Зе Луис скорее сочувствовал Брену, чем Виржилиу, с которым явно дружил его брат Сесар. Уж больно все нескладно вдруг пошло у Брену. Теперь, когда Зе Луис разлюбил Веру, увлекшись Каролой, он симпатизировал ее мужу и точно так же, как Вера, сомневался в том, что Брену струсил. Не струсил же он, когда жители поселка бросались на него чуть ли не с кулаками из-за закрытия пляжей! Вел себя достойно, по-мужски, сумел переубедить их, успокоить. И на пугало начихал. Да и мало ли еще было примеров его твердости и мужества?
— Это какая-то интрига, — твердила помирившаяся с мужем Вера, — и я разберусь, кто там за нитки дергает. Голову даю на отсечение, что это происки Виржилиу.
Зе Луис был целиком и полностью с ней согласен.
Правда, он и сам находился сейчас не в лучшем положении.
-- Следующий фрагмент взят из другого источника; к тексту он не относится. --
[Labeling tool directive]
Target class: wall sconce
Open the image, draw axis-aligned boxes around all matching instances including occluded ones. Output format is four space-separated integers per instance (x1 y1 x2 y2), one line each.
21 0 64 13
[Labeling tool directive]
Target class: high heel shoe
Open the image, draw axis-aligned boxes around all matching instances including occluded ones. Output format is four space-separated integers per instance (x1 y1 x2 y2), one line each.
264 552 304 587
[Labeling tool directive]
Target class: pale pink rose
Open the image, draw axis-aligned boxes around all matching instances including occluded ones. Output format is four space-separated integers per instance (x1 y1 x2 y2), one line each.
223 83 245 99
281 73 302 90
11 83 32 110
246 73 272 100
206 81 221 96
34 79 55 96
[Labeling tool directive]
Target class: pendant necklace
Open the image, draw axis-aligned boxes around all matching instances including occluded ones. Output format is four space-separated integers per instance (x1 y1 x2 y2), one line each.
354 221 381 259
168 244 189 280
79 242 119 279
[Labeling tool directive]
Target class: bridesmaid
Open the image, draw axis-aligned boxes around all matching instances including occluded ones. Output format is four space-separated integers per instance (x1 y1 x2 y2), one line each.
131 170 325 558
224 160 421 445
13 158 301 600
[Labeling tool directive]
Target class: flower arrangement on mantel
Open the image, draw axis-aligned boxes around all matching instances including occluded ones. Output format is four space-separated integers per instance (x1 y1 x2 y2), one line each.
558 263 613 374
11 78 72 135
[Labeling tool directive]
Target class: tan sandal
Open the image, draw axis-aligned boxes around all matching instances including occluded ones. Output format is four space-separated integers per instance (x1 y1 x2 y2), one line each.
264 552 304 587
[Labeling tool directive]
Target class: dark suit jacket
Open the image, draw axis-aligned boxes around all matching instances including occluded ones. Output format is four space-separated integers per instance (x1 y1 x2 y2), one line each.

Дело было в том, что последнего экзамена, который дает допуск к врачебной практике и без которого его диплом был пустой бумажкой, он не сдал. Зе Луис сам прекрасно чувствовал необходимость сдать этот экзамен, которому обычно предшествовала стажировка. Как же он мучался во время своих дежурств на медпункте! При виде вольного холодным потом обливался. Чувствовал: один неверный шаг — и свершится непоправимое! Поэтому и предпочитал всегда обращаться к услугам «скорой помощи», вызывая изумление и недоумение медсестер.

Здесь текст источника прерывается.